Joint ownership between a company and its shareholder Not a good idea

Joint ownership between a company and its shareholder … Not a good idea

Whoever owns real estate together with another person can put an end to that co-ownership by resigning from joint ownership. Depending on the location of the property, the distribution right amounts to 2.5% in Flanders or 1% in the other two regions. However, if you are a co-owner, together with your own company, you pay a sales tax of 12% or 12.5%. Why is that?

'Historic' partners

You have an NV (a capital company) and suppose that NV owns a building. If the NV is liquidated and you are allocated the building, sales tax is due. Even if you recover the building that you contributed yourself during this liquidation.

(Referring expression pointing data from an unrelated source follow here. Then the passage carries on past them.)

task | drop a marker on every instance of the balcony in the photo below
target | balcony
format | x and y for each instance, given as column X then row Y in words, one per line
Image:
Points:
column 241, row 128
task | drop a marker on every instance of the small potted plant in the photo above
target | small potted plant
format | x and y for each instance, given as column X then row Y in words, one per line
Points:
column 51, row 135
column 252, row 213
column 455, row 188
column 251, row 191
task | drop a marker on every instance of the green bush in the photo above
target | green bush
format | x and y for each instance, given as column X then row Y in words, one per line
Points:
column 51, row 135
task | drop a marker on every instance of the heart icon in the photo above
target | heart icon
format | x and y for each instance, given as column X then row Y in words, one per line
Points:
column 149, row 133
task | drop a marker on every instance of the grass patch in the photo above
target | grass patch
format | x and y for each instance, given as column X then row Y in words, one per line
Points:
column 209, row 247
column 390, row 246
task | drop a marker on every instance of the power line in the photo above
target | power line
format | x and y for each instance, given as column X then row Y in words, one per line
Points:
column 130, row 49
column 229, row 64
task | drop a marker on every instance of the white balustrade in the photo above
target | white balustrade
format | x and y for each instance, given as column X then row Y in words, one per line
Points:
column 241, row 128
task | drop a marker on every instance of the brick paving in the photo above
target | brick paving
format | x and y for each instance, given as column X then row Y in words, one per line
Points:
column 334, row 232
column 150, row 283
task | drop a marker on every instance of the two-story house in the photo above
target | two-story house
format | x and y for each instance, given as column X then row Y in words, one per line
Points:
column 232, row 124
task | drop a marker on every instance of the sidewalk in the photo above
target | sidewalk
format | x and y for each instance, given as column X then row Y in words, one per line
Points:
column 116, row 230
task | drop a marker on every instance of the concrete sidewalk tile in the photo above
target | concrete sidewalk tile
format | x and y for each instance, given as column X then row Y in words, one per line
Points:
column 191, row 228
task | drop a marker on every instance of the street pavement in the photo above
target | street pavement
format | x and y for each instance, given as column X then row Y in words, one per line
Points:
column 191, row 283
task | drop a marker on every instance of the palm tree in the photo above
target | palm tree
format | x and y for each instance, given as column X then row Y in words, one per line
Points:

This sales tax amounts to 12% in Flanders and 12.5% in the other two regions.

If you are a partner in a BV (a partnership) and you receive the real estate during the liquidation, there are two options:

If you were not a partner at the time the BV acquired the property, you pay sales tax.

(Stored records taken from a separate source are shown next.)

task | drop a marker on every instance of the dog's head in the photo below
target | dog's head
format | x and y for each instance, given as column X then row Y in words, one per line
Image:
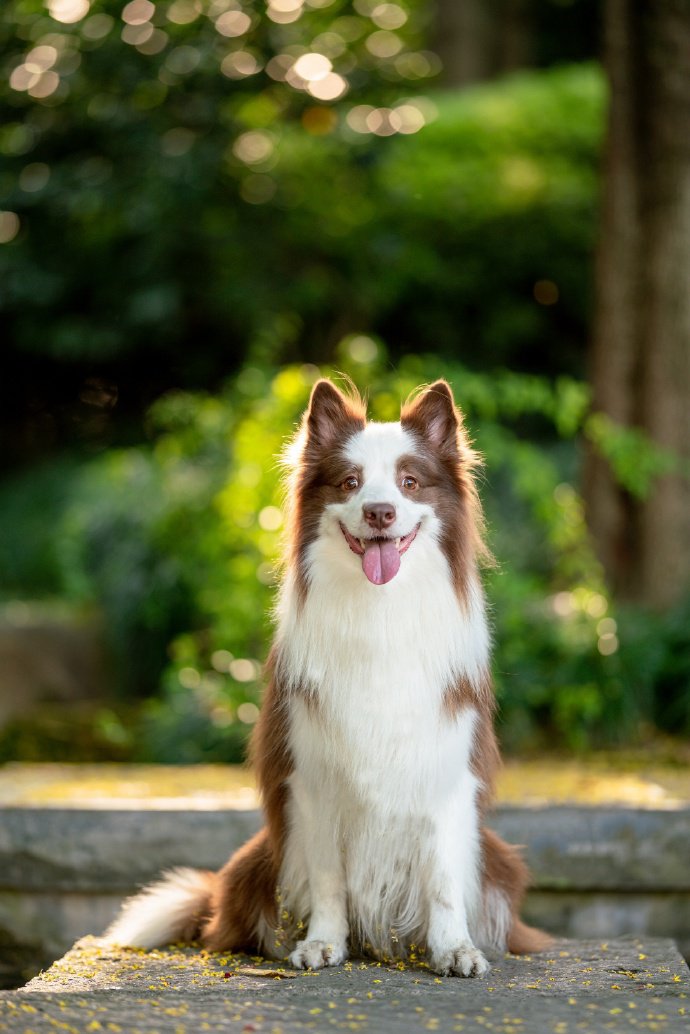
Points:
column 382, row 494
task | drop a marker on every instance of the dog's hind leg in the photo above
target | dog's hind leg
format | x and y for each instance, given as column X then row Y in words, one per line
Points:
column 243, row 908
column 505, row 881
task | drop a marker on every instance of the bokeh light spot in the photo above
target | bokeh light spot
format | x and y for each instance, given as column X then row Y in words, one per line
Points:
column 330, row 88
column 388, row 16
column 68, row 11
column 137, row 34
column 243, row 670
column 239, row 64
column 46, row 86
column 270, row 518
column 233, row 23
column 412, row 119
column 285, row 11
column 183, row 11
column 319, row 121
column 362, row 348
column 312, row 67
column 247, row 712
column 97, row 26
column 252, row 147
column 138, row 11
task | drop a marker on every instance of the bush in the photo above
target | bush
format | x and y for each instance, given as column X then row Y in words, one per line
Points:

If you were already a partner when the BV (or previously, BVBA) bought the building, or if you contributed the building yourself, then you are a 'historic' partner and you will end up in the waiting arrangement.

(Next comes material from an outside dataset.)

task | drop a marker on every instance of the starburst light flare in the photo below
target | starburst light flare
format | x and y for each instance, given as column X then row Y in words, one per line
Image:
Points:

Such waiting arrangement means that you only have to pay a fixed fee during the liquidation. The tax authorities then wait for what will happen next:

If you acquire the building with other partners who are all historical partners, you can withdraw from joint ownership and only a distribution right is due.

However, if the building ends up with someone who is not a historical partner, then sales tax becomes due.

Back door is a dead end street

In an NV you therefore do not escape the sales tax unless, … maybe …

About ten years ago, the trend arose to purchase real estate as a shareholder together with the company. For example, you buy 10% of the whole – on which you then have to pay the sales tax – and your company buys the other 90% – on which the sales tax is also due, but that amount is deductible as a professional expense.

After many years, for example if you want to stop the company, you will no longer share ownership and take over the company’s share. Is a distribution right on that transaction sufficient?

“No” say the tax authorities. The regulation concerning the partners who acquire immovable property from their own company is a special scheme, intended as an anti-abuse provision. And that anti-abuse provision takes precedence over the general distribution law scheme. The term 'tax' here refers to both the federal tax authorities (which are still partially competent for the stamp duties) and Vlabel, which is competent for the Flemish stamp duties.

From first instance, over Cassation to the Constitutional Court

A lot of ink has been spilled on this interpretation. Many taxpayers went to the courts and tribunals, to end up before the Court of Cassation. One of the arguments invoked was the violation of the principle of equality. However, that is not the competence of the Court of Cassation, but of the Constitutional Court. The principle of equality appears to have been violated in the sense that the partner in joint ownership with his own company must pay a sales tax. While only a distribution right is claimed from someone else, who is not a partner and who is in joint ownership with the same company.

However, the Constitutional Court considers that this distinction is justified, because the rule that a sales tax is due if the partner removes real estate from his own company, is an anti-abuse provision, which effectively takes precedence over the distribution right. One rightly asks what abuse is fought here. After all, when the property was purchased, the duties were paid, partly by the company and partly by the partner. But the decision of the Constitutional Court puts an end to these discussions. Co-ownership between the company and one of its partners is therefore best avoided.